As I promised in my last WUP post, this step is where the magic happens. It’s the one thing that even the most ardent of note-takers and journalists rarely even think about:
Talk.
Talk about your observations and ideas with everyone in your life that matters. With your team, for example.
Here’s what I’m noticing; what are you seeing? That kind of thing. Just kick it around and see where the discussion takes you–see what happens over time.
Please understand, I’m not asking you to do this to waste time. I’m asking you to do this to create new ideas, new ways of serving your customers, and new ways of getting more business.
Make this WUP discussion (everyone on the team should be using one) part of your routine, and if you give it some time, eventually–and I’ll write you a personal guarantee on this–a fantastic, new idea is going to pop up and WUP you upside the head.

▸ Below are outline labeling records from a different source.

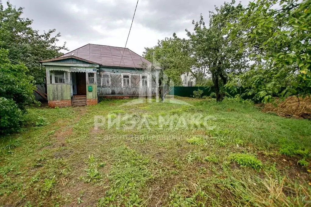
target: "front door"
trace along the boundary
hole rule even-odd
[[[86,81],[85,73],[76,73],[77,74],[77,95],[86,95]]]

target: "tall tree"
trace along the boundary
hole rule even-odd
[[[9,59],[31,66],[28,74],[42,82],[45,71],[44,68],[40,70],[39,61],[61,55],[60,51],[67,49],[66,43],[57,46],[60,34],[53,36],[55,29],[40,34],[31,27],[33,20],[21,17],[23,8],[16,9],[9,2],[7,4],[5,9],[0,1],[0,48],[9,50]]]
[[[157,45],[146,47],[143,56],[153,63],[149,71],[153,80],[158,79],[159,94],[163,101],[172,83],[175,85],[180,85],[181,74],[190,70],[193,59],[190,56],[189,41],[178,38],[174,33],[173,38],[159,40]]]
[[[230,83],[264,102],[311,93],[311,0],[250,2],[227,29],[230,39],[243,34],[241,50],[253,64]],[[239,37],[238,38],[239,38]]]
[[[211,76],[218,101],[225,96],[222,86],[227,84],[228,74],[239,74],[247,70],[248,66],[246,54],[239,52],[243,39],[237,34],[236,39],[230,40],[223,30],[228,23],[236,21],[236,16],[244,10],[240,3],[235,6],[234,3],[234,1],[225,2],[220,7],[216,7],[215,12],[210,11],[208,27],[201,15],[198,22],[193,21],[194,32],[186,30],[196,66]]]

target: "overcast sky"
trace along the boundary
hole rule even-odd
[[[241,0],[244,5],[250,0]],[[88,43],[124,47],[136,0],[11,0],[24,7],[24,17],[34,20],[33,28],[40,31],[55,28],[61,43],[70,50]],[[208,22],[208,11],[224,1],[139,0],[127,47],[142,55],[145,47],[174,32],[186,38],[192,20],[202,13]],[[5,4],[6,0],[2,0]],[[238,2],[238,1],[237,1]],[[65,51],[63,51],[65,52]]]

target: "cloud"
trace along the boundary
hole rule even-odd
[[[243,0],[244,5],[249,0]],[[4,2],[4,1],[3,1]],[[33,28],[40,31],[55,28],[70,50],[88,43],[124,47],[136,0],[10,0],[25,8],[24,16],[34,20]],[[174,32],[186,37],[193,20],[208,11],[216,0],[139,0],[127,47],[141,55],[145,47]]]

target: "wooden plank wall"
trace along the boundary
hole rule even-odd
[[[69,84],[48,84],[48,100],[69,100],[70,85]]]
[[[129,95],[144,96],[155,95],[156,88],[123,88],[121,87],[97,88],[100,96],[103,95]]]

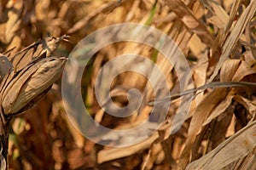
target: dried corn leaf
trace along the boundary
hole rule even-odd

There’s no way to know where it’s going to come from. There’s no way to predict which conversation will lead to what new idea. But…
It. Will. Happen.
Back in 1966, Herb Kelleher and Rollin King famously sketched out the idea for Southwest Airlines on the back of a cocktail napkin. They were sitting around, talking over drinks (Drinks?!? Kelleher?!?) and–WUP–the idea for SWA was born. (Okay, maybe the napkin part is folklore, but still…)
I’m asking you to have those kinds of talks deliberately, frequently, and with reckless abandon.
Picture this:
Can you imagine what it would be like for an entire company to have everybody–and by that I mean everybody from the CEO to the receptionist–keep his or her own Wake-Up Pad? And every so often–weekly, monthly, you decide–you have a meeting where all that happens is people compare notes and talk about what they’re seeing. And when the ideas start flying, you capture them and start trying things.
That would be a company entirely awake to what’s happening outside its own walls.
As Gary Hamel wrote in Leading The Revolution:
“Everyday, companies get blindsided by the future–yet the future never arrives as a surprise to everyone in the organization. Someone somewhere was paying attention.”
Imagine an entire company of people paying attention.
I don’t know about you, but that’s something I could stay awake for.